New Zealand home prices rise as rates rise
Anne Bate felt “crazy” trying to downsize in the midst of a global pandemic. But selling your home in the paradise of Pahi fishing village, northwest of New Zealand’s North Island, proved to be the easy part.
It was in Timaru, his destination some 1,360 km away on the South Island, where Bate experienced the other side of the market. “It was kind of early and dead,” she said. Even as a cash buyer she said it was a “miracle” that she managed to find a place and be closer to her grandchildren.
New Zealand is having one of the biggest property booms in the world. A relative safe haven, the average home price has increased by 43 percent over the past two years, according to Sense Partners, an economics consultancy, with comparatively fewer cases of Covid-19.
This has left buying a home beyond the comprehension of many Kiwis. With the average home price now ten times the average annual income, the government and central bank have struggled to find ways to cool the market without triggering a crash.
The country is an extreme example of what happened to the housing markets during the pandemic. Prices have risen from Canada to Australia since the first quarter of 2020, when policymakers introduced fiscal and monetary stimulus. Meanwhile, wage increases have been more modest.
Now, as inflation takes hold around the world, buyers and sellers are waiting to see what the removal of stimulus from central banks and governments and a range of rates will do for the housing market and the broader economy.
The Reserve Bank of New Zealand began tightening monetary policy last October after an 18-month hiatus, during which its benchmark cash rate stood at just 0.25 percent. The rate has been raised sharply to 2 per cent and reaches 4 per cent within a year as the bank tries to chase inflation – now around 7 per cent – out of the system.

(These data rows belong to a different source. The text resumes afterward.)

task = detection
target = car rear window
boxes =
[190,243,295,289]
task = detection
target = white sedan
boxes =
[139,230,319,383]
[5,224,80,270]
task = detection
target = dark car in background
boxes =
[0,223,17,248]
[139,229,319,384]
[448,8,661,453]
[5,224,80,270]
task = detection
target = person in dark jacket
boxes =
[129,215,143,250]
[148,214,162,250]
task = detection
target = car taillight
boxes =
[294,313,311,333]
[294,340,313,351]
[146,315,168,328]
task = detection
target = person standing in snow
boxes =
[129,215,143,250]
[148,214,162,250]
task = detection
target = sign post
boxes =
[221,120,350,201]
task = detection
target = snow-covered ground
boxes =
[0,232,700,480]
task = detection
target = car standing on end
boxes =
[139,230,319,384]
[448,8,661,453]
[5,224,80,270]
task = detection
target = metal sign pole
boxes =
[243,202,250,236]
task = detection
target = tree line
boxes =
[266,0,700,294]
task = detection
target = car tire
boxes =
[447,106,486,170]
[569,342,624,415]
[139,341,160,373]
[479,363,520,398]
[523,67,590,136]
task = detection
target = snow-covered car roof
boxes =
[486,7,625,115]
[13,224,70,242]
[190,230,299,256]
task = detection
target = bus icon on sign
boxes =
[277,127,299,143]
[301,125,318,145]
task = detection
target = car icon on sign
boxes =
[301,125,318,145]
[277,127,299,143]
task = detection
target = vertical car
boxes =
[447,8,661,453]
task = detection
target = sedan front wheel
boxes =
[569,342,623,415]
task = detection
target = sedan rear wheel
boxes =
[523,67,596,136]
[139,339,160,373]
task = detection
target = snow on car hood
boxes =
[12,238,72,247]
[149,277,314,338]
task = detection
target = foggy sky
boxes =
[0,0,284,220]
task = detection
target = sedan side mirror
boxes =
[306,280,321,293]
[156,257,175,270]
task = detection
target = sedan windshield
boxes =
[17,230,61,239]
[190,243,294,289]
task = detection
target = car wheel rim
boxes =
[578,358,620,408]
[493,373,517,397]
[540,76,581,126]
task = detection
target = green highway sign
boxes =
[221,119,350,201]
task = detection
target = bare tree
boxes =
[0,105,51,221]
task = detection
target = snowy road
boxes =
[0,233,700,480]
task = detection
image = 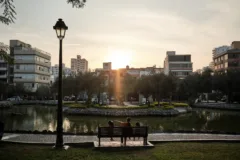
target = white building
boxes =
[103,62,112,71]
[71,55,88,73]
[9,40,51,92]
[164,51,193,79]
[51,63,72,80]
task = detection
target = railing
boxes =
[33,48,51,56]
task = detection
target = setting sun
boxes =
[107,50,132,69]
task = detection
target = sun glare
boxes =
[107,50,132,69]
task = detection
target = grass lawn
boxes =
[0,143,240,160]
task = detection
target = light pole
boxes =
[53,19,68,149]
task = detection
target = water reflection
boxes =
[0,106,240,133]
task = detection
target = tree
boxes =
[36,85,51,100]
[136,76,152,106]
[0,0,86,25]
[82,72,100,105]
[150,74,166,105]
[177,73,202,103]
[123,74,137,100]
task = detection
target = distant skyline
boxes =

“To some extent, New Zealand is a canary in the coal mine,” said Kelvin Davidson, CoreLogic’s chief asset economist in Wellington. “This is a test case for the central bank to raise rates as house prices continue to rise to combat inflation.”
Due to its ability to keep COVID-19 under control for the pandemic, New Zealand has had less recession than other economies. Relatively strong growth – and a change in the mandate of monetary policymakers so that they face any risks that house prices present to financial stability – mean that central banks are among the first to act on signals. One was the economy is heating up.

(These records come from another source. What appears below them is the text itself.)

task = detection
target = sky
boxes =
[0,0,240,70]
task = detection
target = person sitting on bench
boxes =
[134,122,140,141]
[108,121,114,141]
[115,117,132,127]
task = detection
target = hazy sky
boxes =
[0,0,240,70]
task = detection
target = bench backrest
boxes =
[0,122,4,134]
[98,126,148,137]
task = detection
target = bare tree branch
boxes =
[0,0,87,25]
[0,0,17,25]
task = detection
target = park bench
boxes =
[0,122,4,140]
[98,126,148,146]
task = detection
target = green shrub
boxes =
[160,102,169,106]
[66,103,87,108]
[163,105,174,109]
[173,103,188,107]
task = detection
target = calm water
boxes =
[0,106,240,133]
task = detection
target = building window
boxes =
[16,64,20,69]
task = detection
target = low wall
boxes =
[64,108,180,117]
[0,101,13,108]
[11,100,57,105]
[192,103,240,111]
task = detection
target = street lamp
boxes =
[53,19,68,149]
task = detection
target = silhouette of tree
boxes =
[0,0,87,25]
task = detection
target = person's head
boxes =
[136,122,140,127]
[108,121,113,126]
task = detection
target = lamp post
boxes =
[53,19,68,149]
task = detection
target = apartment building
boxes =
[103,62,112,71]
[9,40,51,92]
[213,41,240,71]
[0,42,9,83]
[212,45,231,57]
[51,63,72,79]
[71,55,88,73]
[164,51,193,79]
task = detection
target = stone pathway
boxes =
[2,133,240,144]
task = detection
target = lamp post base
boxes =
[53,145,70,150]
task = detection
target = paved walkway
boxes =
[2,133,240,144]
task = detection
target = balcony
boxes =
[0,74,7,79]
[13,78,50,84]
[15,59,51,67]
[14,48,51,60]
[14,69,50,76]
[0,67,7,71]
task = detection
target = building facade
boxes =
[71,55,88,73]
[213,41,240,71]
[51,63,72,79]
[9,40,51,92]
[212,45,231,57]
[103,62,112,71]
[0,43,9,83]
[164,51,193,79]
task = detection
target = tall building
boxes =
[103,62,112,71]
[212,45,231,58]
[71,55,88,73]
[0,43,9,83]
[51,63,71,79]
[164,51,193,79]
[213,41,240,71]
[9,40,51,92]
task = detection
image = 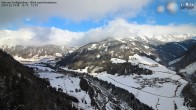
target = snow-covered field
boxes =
[63,54,188,110]
[38,72,93,110]
[24,54,188,110]
[180,62,196,74]
[26,63,93,110]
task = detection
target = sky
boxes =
[0,0,196,46]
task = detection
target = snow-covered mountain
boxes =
[0,45,76,61]
[57,37,196,110]
[168,45,196,107]
[1,34,196,110]
[59,37,196,70]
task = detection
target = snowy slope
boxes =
[38,72,93,110]
[61,54,188,110]
[180,62,196,75]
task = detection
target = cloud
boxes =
[0,19,196,46]
[166,2,178,14]
[0,0,151,25]
[157,5,165,13]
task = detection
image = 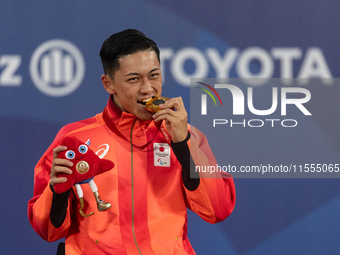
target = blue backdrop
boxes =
[0,0,340,255]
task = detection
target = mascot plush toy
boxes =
[54,136,114,217]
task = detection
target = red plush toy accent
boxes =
[54,136,114,194]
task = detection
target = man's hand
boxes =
[50,146,73,187]
[153,97,188,143]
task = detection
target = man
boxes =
[28,29,235,255]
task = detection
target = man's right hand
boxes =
[50,146,73,187]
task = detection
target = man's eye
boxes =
[78,144,88,154]
[128,77,138,82]
[151,73,159,78]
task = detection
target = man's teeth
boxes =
[137,97,152,105]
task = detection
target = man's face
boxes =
[105,51,162,120]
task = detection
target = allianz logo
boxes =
[0,39,85,97]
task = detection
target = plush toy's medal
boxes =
[145,97,170,112]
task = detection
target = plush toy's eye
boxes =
[78,144,88,154]
[65,151,76,159]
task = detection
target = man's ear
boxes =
[101,74,115,94]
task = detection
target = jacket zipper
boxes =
[130,118,142,255]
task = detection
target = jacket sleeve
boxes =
[184,126,236,223]
[28,136,73,242]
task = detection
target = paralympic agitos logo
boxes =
[196,82,312,127]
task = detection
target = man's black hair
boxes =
[99,29,160,78]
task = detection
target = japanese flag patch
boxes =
[153,143,171,167]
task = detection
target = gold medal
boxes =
[76,161,90,174]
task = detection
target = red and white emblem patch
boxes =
[153,143,171,167]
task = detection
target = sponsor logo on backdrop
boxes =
[160,47,333,86]
[29,39,85,97]
[0,44,333,97]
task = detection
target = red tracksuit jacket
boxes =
[28,96,235,255]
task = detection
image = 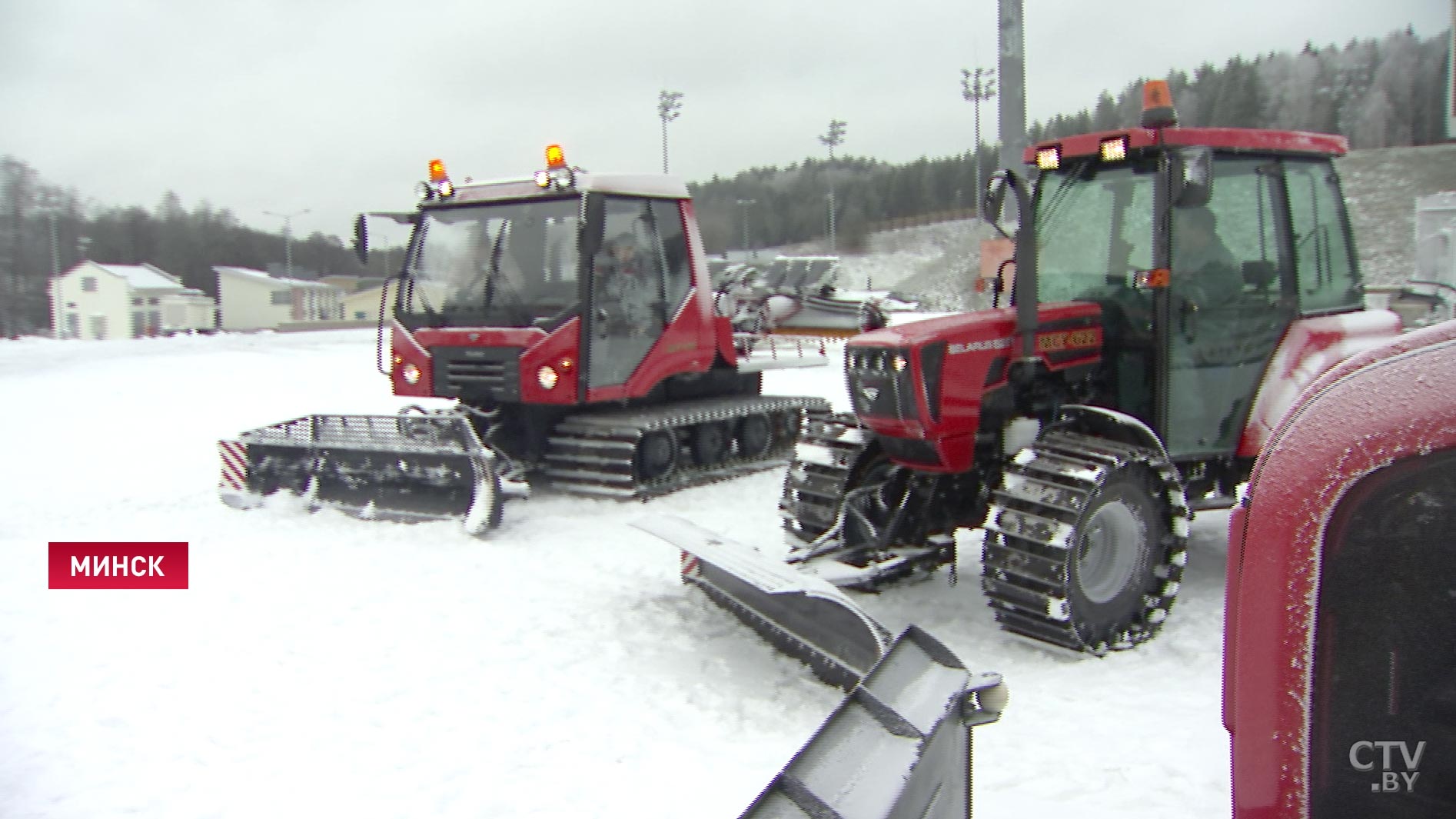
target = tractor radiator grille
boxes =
[434,347,521,401]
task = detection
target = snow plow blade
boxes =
[740,625,1006,819]
[218,414,501,534]
[632,516,889,691]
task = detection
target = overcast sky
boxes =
[0,0,1453,236]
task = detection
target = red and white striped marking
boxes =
[680,551,703,580]
[217,440,248,493]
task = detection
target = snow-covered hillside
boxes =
[0,331,1229,819]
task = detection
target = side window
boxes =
[1309,451,1456,817]
[653,200,693,311]
[597,197,663,301]
[1285,159,1361,313]
[1172,158,1281,306]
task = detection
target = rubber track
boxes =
[779,412,871,548]
[982,430,1192,656]
[543,395,829,498]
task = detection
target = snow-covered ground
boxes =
[0,326,1229,819]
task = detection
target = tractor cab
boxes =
[1018,83,1374,471]
[357,146,715,407]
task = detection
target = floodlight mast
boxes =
[657,90,683,174]
[264,208,313,278]
[961,67,996,220]
[819,119,847,255]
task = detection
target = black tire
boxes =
[734,415,773,458]
[463,462,505,538]
[1067,466,1171,645]
[635,430,677,481]
[689,421,728,466]
[842,449,909,549]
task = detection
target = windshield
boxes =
[1037,161,1156,301]
[401,197,581,326]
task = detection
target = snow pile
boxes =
[0,326,1229,819]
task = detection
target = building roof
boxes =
[84,259,184,290]
[213,265,341,290]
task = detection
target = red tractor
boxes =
[713,322,1456,819]
[643,83,1401,664]
[221,146,829,532]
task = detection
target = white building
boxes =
[213,267,344,329]
[51,259,217,340]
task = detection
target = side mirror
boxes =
[1172,146,1213,207]
[354,213,368,264]
[581,194,607,261]
[982,171,1012,239]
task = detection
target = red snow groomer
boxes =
[645,83,1401,681]
[221,146,829,532]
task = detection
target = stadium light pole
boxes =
[264,208,311,278]
[657,90,683,174]
[738,200,759,258]
[819,119,847,257]
[961,68,996,221]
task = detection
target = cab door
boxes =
[1163,156,1296,459]
[585,195,666,399]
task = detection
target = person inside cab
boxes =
[597,231,653,326]
[1172,205,1243,308]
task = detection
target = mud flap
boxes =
[632,516,889,689]
[740,625,1006,819]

The impact of those increases, which are accompanied by tighter loan terms, such as reducing the amount of high-risk mortgages with lower loan-to-value ratios, are being felt deeply in the housing market.
Estate agent Barfoot & Thompson expects sales volume to drop to about 60 percent of the level seen last year. “Home prices in New Zealand are falling and all signs point to further declines in the coming months,” said Ben Udi of Capital Economics. He now expects a sharp drop in house prices to reach 20 per cent, more than double his previous prediction.
But even a drop of 20 per cent will take home prices back to 2020 levels. The real risk to New Zealand’s economy is that a boom in homes and low rates have dramatically reduced spending to protect assets.
Shamoubil Eikub, an economist at Wellington-based Sense Partners, has calculated that housing assets have increased by NZ$460bn, or $295bn, during the pandemic. New Zealand’s GDP in 2021 was NZ$350bn.
New Zealand is a particular example of an economy where “consumers are more sensitive to home prices than elsewhere”, Udi said.
With central banks now raising rates around the world – and with further tightening expected in the coming months – a big question is whether other markets will follow New Zealand.
Estate agents remain optimistic. “While the market will slow down, I don’t think we are going to see a drop in prices globally. The rate of price growth will decline and soften over the next few months,” said Kate Everett-Allen, partner and head of international residential research at Knight Frank.
You are viewing a snapshot of an interactive graphic. This is most likely caused by being offline or by having JavaScript disabled in your browser.
Economists are more skeptical. Ines McPhee, chief global economist at Oxford Economics, saw a period of “very weak price growth” ahead, as higher rates raised mortgage costs. Vicky Redwood, a senior economic advisor at Capital Economics, expects prices to fall in the UK, Australia, Canada, Sweden and Norway, along with New Zealand.
Some New Zealanders see a silver lining in the bursting of a housing bubble that has left many struggling to climb the property ladder. According to eCub, home ownership is at its lowest level since the 1950s. He said about 4 percent of New Zealand’s tax revenue is spent on housing assistance.
Tobias Oetting, a 29-year-old consultant at CoreLogic who wants to buy a home in Wellington with his partner, has seen a standoff between sellers trying to keep prices stable and buyers looking for prices in the impending fall. “The reality is coming in. It’s a buyer’s market now,” Oetting said. “We have the luxury of being patient.”